Go to Security > Blocked IPs to get started.
Blocking an IP address or range#
The form at the top of the page has two tabs: IP addresses and Countries.
IP addresses tab
- Select the website you want to protect from the dropdown.
- Enter the IP address or CIDR range you want to block. The field accepts:
- IPv4 addresses (e.g.,
192.168.1.1) - IPv6 addresses (e.g.,
2001:db8::1) - IPv4 CIDR ranges (e.g.,
192.168.0.0/24) - IPv6 CIDR ranges (e.g.,
2001:db8::/32)
- IPv4 addresses (e.g.,
- Click Block IP address.
The block applies to the specific website you selected, not to your entire account.
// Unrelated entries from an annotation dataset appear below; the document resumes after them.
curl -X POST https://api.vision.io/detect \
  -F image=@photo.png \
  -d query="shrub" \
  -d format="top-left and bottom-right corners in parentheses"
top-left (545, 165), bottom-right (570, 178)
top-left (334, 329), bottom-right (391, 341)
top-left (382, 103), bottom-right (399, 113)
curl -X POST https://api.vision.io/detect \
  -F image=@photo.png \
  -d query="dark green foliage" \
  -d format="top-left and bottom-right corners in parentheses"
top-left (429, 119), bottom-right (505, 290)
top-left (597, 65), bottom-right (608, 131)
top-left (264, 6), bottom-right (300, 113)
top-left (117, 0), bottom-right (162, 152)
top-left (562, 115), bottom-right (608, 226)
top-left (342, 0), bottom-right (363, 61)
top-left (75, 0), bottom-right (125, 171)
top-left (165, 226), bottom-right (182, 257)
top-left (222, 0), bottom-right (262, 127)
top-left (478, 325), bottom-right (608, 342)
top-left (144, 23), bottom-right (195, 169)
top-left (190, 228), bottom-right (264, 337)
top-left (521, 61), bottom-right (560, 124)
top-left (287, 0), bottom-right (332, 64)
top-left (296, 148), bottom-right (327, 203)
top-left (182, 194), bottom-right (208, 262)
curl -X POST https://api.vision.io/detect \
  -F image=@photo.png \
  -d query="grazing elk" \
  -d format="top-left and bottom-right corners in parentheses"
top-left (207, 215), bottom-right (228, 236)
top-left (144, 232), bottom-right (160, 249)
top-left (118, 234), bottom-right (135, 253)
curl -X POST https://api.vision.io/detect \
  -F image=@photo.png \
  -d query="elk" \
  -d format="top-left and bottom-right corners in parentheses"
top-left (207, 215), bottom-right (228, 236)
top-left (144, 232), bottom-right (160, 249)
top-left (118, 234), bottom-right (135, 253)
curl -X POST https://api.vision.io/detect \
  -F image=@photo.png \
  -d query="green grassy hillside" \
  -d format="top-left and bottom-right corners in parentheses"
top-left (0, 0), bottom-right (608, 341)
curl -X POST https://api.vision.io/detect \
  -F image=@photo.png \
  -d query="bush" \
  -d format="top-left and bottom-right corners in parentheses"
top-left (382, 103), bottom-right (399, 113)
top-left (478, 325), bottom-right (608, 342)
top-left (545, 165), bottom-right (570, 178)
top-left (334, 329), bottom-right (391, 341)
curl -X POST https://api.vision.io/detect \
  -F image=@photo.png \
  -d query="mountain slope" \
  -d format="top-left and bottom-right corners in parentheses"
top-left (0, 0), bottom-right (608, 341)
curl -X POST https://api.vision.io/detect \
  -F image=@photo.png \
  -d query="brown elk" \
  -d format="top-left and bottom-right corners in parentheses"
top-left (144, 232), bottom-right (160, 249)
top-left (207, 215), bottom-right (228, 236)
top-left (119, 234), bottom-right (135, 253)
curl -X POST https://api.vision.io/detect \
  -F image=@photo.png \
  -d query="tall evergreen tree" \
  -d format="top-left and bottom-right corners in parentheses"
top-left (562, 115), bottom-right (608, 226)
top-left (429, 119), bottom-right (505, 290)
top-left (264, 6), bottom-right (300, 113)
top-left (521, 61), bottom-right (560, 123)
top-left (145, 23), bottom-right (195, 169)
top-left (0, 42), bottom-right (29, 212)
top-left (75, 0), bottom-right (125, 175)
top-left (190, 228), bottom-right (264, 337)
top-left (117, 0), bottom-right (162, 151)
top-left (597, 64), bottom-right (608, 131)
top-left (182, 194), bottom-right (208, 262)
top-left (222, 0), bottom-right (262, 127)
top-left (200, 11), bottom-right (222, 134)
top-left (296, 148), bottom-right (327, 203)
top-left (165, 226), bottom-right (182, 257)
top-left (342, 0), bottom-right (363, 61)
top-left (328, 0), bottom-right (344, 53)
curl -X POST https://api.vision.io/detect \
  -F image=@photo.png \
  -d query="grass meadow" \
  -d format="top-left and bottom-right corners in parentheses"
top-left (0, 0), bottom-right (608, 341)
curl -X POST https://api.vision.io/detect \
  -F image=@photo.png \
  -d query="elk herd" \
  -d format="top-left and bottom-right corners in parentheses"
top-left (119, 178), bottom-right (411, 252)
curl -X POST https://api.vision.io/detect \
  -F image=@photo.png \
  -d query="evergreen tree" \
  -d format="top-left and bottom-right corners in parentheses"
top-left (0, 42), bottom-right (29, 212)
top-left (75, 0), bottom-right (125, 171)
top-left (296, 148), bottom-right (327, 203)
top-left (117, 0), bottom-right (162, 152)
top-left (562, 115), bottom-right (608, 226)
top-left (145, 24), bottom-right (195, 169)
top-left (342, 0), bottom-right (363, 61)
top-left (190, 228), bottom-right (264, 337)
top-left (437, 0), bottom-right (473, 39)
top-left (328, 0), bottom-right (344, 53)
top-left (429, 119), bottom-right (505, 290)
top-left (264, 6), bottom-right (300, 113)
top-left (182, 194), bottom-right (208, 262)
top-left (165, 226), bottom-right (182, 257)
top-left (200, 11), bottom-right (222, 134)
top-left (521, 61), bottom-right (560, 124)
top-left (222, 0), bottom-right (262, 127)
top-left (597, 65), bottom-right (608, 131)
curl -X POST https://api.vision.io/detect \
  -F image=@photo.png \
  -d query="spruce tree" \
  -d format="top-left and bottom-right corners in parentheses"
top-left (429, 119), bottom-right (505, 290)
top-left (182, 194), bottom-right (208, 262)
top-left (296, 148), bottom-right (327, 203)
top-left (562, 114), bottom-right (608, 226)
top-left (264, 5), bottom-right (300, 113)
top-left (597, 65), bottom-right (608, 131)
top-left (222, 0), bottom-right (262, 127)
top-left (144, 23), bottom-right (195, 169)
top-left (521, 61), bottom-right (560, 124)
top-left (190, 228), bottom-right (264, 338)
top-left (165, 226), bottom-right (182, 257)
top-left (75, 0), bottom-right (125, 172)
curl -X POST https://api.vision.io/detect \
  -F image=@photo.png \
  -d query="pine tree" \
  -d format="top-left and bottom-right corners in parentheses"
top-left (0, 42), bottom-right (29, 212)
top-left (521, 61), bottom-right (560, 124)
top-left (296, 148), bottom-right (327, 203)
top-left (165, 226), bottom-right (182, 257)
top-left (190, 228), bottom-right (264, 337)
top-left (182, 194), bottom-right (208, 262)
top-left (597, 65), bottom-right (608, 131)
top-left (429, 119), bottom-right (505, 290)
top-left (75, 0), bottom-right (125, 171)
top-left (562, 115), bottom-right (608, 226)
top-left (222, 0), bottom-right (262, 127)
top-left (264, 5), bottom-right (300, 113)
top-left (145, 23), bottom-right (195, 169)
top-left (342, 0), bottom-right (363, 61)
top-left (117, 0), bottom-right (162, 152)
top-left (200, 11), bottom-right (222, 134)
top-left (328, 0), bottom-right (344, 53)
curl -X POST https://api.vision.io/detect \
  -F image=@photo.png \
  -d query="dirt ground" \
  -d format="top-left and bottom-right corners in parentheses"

If you want to block the same IP on multiple websites, add it separately for each one.
Countries tab
- Select the website from the dropdown.
- Choose one or more countries from the multi-select dropdown.
- Click Block countries.
Country detection uses GeoIP lookup based on the visitor’s IP address. Keep in mind that visitors using a VPN may bypass country-based restrictions since their traffic appears to come from the VPN server’s location.
Managing blocked entries#
Below the form, two tabs show your active restrictions:
Blocked IPs tab
A table listing every blocked IP or range with:
- Website – Which website the block applies to
- Blocked IP/range – The IP address or CIDR range
Blocked countries tab
A table listing every blocked country with:
- Website – Which website the block applies to
- Country – The country name
- Code – The two-letter country code (e.g., CN, RU)
Both tables are searchable and sortable. The counter in the section header shows how many entries you have.
Removing a block#
Click the dropdown menu on any row and select Delete (for IPs) or Remove block (for countries). You’ll need to type DELETE to confirm.
Removing a block allows that IP or country to access your website again. The change takes 1-2 minutes to apply.
How it works#
IP blocks are enforced at the web server level, before your website’s code runs. On nginx (the default), each blocked IP becomes a
deny
rule. For country blocks, nginx uses GeoIP2 to check the visitor’s country against your blocked list.
Because blocking happens at the server level, blocked visitors consume almost no server resources. They get a 403 response immediately.
All changes take 1-2 minutes to propagate to your server after you add or remove a block.
When to use blocked IPs vs. the firewall#
The Blocked IPs page is for manual, targeted blocking when you know exactly which IPs or countries you want to keep out. Common uses include blocking a specific abusive IP, restricting access from countries you don’t serve, or locking down a staging site.
For automated protection against bots, scanners, and attacks, use the Firewall page instead. The bot detection system scores and blocks threats automatically based on behavior, so you don’t have to track individual IPs yourself.